Took the 3 separate chunks of belly out of the fridge to see if it will fit in a rack I want to use and found these dots. Belly was dry cured.


----------



## foamheart (Jan 30, 2016)

Where they resting on a silver plated plate?

Why you ask?

I had a couple of large plastic metal plated serving trays I liked using. Turned out that something in the cured meat of my sausage was making black spots. Immediately thought of bubonic plague....LOL

It took awhile but I finally realized that something in the cured meat was reacting to the rusty parts of the tray. Soon as I quit using the trays I quit getting spots.

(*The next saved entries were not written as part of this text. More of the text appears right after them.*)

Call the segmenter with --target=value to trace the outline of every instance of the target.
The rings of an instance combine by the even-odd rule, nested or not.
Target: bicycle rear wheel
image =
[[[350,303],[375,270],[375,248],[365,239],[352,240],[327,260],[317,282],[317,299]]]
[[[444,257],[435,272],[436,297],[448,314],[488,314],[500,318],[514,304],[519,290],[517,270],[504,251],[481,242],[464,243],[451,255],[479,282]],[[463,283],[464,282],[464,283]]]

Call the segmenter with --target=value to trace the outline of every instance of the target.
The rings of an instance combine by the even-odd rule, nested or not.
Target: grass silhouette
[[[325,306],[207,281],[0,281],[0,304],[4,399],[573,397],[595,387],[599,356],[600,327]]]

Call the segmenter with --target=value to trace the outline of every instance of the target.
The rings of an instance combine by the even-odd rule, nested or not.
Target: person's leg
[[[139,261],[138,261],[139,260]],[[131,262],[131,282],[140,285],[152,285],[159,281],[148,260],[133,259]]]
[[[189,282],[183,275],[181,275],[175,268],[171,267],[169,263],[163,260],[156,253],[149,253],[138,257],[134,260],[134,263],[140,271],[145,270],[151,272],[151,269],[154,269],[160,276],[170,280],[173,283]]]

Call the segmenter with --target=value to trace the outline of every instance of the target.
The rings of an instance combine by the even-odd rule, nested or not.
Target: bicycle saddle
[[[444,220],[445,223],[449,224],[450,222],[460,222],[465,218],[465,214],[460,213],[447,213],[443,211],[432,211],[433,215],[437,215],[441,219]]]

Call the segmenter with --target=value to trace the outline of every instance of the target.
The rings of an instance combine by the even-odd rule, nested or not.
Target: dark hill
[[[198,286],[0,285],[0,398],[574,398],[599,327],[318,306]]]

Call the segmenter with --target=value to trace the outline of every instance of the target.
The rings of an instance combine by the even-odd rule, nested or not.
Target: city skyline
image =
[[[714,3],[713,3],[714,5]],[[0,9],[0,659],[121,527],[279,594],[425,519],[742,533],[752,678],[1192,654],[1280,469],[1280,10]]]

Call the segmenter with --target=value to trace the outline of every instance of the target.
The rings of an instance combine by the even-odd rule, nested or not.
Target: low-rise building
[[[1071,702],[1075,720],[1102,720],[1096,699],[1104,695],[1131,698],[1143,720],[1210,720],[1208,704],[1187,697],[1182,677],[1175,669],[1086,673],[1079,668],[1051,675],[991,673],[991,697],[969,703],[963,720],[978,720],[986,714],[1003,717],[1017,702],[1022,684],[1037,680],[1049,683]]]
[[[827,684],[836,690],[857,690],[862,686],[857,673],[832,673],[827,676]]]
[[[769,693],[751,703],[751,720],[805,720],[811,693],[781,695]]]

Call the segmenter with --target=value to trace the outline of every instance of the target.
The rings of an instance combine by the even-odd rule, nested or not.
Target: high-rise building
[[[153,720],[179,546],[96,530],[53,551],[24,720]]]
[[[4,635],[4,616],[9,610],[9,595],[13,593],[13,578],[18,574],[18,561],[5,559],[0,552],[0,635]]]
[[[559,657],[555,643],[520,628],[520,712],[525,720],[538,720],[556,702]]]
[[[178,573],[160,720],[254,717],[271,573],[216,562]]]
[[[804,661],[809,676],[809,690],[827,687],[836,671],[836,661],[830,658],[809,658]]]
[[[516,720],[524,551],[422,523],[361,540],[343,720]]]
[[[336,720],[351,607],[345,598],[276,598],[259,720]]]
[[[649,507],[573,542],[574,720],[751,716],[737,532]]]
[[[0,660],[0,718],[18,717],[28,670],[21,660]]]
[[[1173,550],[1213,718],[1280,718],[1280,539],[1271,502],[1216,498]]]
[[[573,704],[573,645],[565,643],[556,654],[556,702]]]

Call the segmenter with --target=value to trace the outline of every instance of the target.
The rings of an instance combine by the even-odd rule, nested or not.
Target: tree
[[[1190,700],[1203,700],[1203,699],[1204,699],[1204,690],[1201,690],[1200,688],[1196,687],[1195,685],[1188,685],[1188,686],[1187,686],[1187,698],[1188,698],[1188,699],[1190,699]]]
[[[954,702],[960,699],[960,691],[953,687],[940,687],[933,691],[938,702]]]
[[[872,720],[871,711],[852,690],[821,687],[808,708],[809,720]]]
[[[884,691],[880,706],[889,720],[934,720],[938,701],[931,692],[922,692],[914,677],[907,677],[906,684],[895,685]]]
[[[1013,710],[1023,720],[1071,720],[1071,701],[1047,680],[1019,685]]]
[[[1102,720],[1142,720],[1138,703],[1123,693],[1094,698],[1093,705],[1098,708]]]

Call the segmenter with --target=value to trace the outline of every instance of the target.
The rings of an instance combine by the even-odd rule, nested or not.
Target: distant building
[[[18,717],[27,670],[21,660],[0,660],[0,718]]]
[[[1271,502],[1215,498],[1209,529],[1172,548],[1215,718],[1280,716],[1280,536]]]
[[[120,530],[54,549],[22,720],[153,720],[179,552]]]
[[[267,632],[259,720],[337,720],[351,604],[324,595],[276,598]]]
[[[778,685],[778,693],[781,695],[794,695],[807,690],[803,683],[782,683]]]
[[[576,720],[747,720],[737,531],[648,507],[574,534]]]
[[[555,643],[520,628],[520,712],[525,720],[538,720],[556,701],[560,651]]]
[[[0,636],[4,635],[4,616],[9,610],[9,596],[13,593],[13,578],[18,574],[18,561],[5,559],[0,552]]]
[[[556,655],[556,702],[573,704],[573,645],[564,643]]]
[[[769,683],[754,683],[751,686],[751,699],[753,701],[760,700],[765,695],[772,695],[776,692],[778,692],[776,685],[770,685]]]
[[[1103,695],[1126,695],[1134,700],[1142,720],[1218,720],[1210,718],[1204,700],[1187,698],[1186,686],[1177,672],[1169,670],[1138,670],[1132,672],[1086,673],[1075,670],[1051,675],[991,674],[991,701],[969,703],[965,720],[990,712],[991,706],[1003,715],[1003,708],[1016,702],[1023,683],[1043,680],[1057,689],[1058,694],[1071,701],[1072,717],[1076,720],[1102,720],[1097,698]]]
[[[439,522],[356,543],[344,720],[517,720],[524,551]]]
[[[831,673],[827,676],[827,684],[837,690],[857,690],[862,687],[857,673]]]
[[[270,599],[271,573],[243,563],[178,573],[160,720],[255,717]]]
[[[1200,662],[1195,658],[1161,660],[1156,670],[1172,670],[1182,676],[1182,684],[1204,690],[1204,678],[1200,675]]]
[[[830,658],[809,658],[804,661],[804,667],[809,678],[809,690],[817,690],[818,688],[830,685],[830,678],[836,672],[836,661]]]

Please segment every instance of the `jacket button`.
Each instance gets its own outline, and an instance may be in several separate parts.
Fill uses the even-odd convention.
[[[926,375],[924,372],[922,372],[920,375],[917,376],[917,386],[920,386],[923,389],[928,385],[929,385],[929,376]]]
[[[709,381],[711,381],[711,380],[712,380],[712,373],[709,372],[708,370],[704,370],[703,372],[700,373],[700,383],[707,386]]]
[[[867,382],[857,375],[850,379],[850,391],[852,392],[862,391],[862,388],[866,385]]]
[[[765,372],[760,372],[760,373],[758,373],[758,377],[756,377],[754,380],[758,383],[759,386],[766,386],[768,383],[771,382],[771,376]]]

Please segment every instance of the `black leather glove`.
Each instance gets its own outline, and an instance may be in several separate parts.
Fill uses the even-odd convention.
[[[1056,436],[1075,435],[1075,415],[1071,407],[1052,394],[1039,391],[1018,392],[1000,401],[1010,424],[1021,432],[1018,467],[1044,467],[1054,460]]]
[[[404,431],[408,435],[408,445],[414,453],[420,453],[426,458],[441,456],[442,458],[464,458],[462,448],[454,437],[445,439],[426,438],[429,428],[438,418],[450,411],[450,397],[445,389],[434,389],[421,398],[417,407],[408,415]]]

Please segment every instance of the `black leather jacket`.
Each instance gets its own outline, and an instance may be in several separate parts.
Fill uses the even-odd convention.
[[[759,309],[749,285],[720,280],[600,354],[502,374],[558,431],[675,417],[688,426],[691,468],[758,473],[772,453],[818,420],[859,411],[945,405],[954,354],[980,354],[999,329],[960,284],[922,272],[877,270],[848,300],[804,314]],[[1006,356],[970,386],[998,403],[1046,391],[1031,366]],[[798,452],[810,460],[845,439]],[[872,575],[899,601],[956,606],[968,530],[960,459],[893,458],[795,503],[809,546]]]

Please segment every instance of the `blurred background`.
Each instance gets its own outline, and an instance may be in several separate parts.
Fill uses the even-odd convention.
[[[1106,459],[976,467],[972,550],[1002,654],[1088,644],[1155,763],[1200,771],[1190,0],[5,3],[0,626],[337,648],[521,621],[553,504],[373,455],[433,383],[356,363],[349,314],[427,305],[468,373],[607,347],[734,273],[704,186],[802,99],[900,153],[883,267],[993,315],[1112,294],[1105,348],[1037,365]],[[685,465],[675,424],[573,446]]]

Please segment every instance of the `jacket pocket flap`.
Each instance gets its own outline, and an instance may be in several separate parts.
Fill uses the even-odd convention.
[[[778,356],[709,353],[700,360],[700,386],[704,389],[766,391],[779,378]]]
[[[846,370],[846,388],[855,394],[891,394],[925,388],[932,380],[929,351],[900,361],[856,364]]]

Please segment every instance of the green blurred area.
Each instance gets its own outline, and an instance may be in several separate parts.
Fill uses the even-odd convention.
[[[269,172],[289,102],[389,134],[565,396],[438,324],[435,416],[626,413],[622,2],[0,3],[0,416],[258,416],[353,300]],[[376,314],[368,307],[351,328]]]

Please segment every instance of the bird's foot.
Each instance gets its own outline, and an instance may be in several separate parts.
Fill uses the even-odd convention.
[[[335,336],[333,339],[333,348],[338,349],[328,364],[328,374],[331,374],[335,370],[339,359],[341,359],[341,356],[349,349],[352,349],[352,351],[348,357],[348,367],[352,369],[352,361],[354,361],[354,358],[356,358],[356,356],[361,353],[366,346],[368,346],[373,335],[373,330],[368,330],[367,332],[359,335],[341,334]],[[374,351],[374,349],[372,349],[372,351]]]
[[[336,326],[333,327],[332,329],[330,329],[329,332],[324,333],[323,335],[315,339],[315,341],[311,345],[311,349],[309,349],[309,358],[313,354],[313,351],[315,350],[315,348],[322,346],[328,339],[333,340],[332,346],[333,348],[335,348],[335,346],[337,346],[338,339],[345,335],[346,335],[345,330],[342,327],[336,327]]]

Don't know its your problem, but it was mine. It actually made black spots inside the casing on the meat, not the outside where'd you think. It reminded me of an old chem. class where we used silver nitrate and it burnt our hands black. <Shrugs>


----------



## SmokinAl (Jan 30, 2016)

Never seen anything like that.

I would PM Chef Jimmy. I think he would be able to help you.

Al


----------



## ak1 (Jan 30, 2016)

That's a new one to me. I'm interested to find out what it was.


----------



## foamheart (Jan 30, 2016)

I thought I kept a picture...... Looks kinda like this, right?













007 (3).JPG



__ foamheart
__ Jan 30, 2016


















005 (3).JPG



__ foamheart
__ Jan 30, 2016






Black dots............OMG!!    Its DOTS!!

See that tray they were resting on? It and its twin were the culprits.


----------



## chef jimmyj (Jan 30, 2016)

The only time I have seen that color on meat was a reaction with Aluminum foil. A vinegar/wine marinated Meat was in a Steel pan covered in Aluminum foil.  Next day the foil was pitted and there were black spots on the meat...JJ


----------



## inkjunkie (Jan 30, 2016)

Foamheart said:


> I thought I kept a picture...... Looks kinda like this, right?
> 
> 
> 
> ...


Yup, that be them...


----------